Chocolate Factory Announces First Season at Its New Home

Chocolate Factory Announces First Season at Its New Home

The Chocolate Factory Theater’s first season at its new, permanent home will include commissioned premieres by the playwright and director Aya Ogawa, the choreographer Luciana Achugar and seven other artists, the organization announced Friday.

“It’s incredibly exciting, and I have no idea how it’s going to go and that, in itself, is really interesting for me,” said Brian Rogers, the Chocolate Factory’s artistic director, in an interview. “Every aspect of it feels totally new to me, which is not an experience I’ve had in a really long time, and it’s great.”

Before the doors open at 38-33 24th Street in the Long Island City neighborhood of Queens, “The Nosebleed,” an autobiographical theater piece by Ogawa about their complicated relationship with their father, will kick off the season at Japan Society in Manhattan Oct. 1-10.

Achugar’s contribution, “PURO TEATRO: A Spell for Utopia,” will follow in Queens in November. According to the release, the new work considers the idea of theater “inherent in the intimacy of our own experience within the spaces of our bodies, our homes and our communities.”

A performance by the dance group Aunts (Oct. 3), an art exhibition in partnership with Flux Factory (Oct. 4-24), and a video version of Sibyl Kempson’s audio play “The Securely Conferred, Vouchsafed Keepsakes of Maery S.” (Oct. 31) are among the other fall offerings.

In June, the Chocolate Factory held a weekend-long farewell to its space on 49th Avenue in Long Island City, which it had occupied since 2004. The move to 24th street, a mile north, has been in the works since 2017, when its new building was purchased with financial assistance from the New York City government.

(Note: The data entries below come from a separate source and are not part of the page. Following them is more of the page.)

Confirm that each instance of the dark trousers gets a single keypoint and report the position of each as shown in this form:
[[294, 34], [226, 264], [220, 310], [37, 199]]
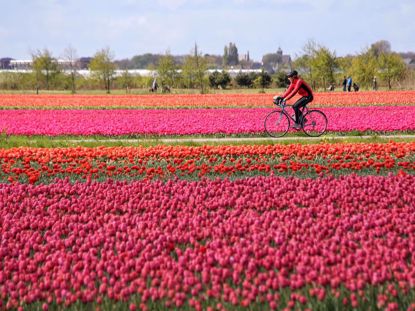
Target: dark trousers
[[299, 104]]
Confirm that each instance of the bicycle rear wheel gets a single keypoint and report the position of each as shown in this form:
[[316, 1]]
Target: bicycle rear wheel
[[314, 123], [277, 123]]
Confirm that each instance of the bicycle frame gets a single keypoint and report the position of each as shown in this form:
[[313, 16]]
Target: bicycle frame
[[283, 105]]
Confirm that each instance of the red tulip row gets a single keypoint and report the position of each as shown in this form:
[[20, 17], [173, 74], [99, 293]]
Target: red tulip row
[[165, 162], [258, 243], [198, 101]]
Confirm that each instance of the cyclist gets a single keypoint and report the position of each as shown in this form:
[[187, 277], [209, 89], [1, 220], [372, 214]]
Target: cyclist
[[297, 85]]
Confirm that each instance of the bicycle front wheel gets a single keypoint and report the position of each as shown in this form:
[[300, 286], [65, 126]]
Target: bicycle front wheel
[[277, 123], [314, 123]]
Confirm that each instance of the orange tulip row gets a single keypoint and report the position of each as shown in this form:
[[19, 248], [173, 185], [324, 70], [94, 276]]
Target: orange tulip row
[[37, 165], [197, 100]]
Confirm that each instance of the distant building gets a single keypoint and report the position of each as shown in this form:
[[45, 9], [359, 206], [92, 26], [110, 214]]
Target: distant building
[[5, 63], [278, 61], [84, 62]]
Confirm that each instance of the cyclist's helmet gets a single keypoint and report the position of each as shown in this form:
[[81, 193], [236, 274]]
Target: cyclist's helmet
[[293, 73]]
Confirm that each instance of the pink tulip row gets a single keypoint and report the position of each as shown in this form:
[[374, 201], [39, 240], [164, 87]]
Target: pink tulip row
[[191, 121], [238, 242]]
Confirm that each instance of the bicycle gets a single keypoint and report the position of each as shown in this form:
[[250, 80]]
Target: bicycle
[[278, 122]]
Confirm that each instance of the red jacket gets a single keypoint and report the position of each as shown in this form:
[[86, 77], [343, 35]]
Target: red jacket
[[300, 86]]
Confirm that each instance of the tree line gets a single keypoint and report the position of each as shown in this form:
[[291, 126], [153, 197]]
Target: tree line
[[317, 64]]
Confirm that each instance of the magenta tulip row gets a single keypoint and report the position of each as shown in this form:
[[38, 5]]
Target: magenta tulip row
[[236, 241], [191, 121]]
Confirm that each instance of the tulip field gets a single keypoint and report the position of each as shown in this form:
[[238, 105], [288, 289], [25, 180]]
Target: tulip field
[[319, 226]]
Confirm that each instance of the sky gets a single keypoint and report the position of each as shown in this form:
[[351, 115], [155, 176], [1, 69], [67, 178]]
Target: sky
[[133, 27]]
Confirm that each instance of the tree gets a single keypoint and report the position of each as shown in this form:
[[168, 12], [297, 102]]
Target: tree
[[126, 80], [194, 69], [244, 79], [73, 65], [103, 67], [281, 79], [364, 68], [230, 55], [391, 68], [263, 80], [380, 47], [44, 66], [167, 71], [219, 79], [324, 63]]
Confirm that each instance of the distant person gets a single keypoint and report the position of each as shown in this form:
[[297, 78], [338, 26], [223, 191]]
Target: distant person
[[349, 83], [154, 86], [344, 83], [375, 84], [297, 85]]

Fully renovating the former tool and die factory will take some time, Rogers said, but the organization’s leadership felt strongly that living without its own theater, for any length of time, was inadvisable. Instead, it opted to open as soon as the basic necessities were in place. “It felt really, really great to make the decision to just fix up the space in the DIY sense, move in and actually just use it and welcome people into it.”

Rogers noted that it was common for artists who performed at the theater’s previous location to become deeply familiar with its quirks and craft their work in response to them. Now they’ll be starting from scratch. “It’s a new sort of adventure for them as well,” he said.

Dates and details for the spring slate have not yet been released. But it will feature commissions by James Allister Sprang, Jon Kinzel, Justin Allen, Laurie Berg, Justin Cabrillos, Larissa Velez-Jackson and Abigail Levine.